Şimdiden önlemler alınmazsa susuzluk kaynaklı hastalıklar artacaktır. Su kıtlığı ile ilgili acil önlemeler alınmaz ve çözüm yolları geliştirilmezse birçok işletme kapanabilir. Geç kalmadan acil çözümler üretmezse su kıtlığı yüzyılın en önemli çevresel sorunu olacaktır.
‘Manisa Su Platformu’ ilk toplantısını yaptı.’
Akademisyenler, sivil toplum kuruluşları, araştırmacı ve yazarlardan gönüllülerin katılımı ile oluşan ‘Manisa Su Platformu’ ilk toplantısını yaptı.

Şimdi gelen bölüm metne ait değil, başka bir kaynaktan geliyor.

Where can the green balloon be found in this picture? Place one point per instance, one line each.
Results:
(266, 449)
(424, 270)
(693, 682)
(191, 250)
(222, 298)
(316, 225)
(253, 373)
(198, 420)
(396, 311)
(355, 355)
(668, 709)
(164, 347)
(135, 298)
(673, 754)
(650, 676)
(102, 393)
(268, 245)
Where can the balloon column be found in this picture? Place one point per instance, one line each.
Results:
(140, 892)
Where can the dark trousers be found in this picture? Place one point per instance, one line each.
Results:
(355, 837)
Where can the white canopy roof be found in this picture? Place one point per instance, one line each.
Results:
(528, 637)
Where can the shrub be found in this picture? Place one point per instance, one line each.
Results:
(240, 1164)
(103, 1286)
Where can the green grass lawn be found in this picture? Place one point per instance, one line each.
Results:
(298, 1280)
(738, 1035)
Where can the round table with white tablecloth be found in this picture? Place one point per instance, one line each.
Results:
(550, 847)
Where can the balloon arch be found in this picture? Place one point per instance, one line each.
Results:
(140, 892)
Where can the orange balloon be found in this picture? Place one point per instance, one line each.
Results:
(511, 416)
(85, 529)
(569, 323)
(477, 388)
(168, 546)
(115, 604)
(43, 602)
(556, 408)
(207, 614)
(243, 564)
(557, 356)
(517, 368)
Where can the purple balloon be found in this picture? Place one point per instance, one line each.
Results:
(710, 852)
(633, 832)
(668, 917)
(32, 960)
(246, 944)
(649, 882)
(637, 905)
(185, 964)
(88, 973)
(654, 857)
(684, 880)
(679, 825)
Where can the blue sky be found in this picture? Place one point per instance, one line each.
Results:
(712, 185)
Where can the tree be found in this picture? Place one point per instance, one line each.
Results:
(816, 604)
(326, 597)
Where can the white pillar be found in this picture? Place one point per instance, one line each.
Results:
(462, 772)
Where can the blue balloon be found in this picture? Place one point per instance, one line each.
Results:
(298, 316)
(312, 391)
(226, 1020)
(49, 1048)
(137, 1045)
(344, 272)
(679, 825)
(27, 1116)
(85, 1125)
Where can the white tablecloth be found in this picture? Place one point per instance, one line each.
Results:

Manisa ili sınırları içerisindeki yeraltı ve yerüstü su potansiyelini, su kalitesini, suyu kirletici nedenleri ve çözüm önerilerini, suyun israf nedenlerini ve su israfını önleyici tedbir ve yapılması gereken çalışma ve eğitimleri bir rapor haline getirmek, bu raporu bakanlıklar, il müdürlükleri, oda ve birlikler, sanayi bölgeleri ve kamuoyu ile paylaşmak üzere kurulmuş olan Manisa Su Platformu ilk toplantısında yol haritasını ve çalışma metotlarını belirledi.
Su ile ilgili tüm kurum ve kuruluşları, dernekleri, kişileri dinleyerek çalışmalarına devam edecek ve bilimsel veriler ışığında çözüm önerilerini ortaya koymayı amaçlayan bu platformun Manisa ve ülkemize hayırlı olmasını diliyoruz.”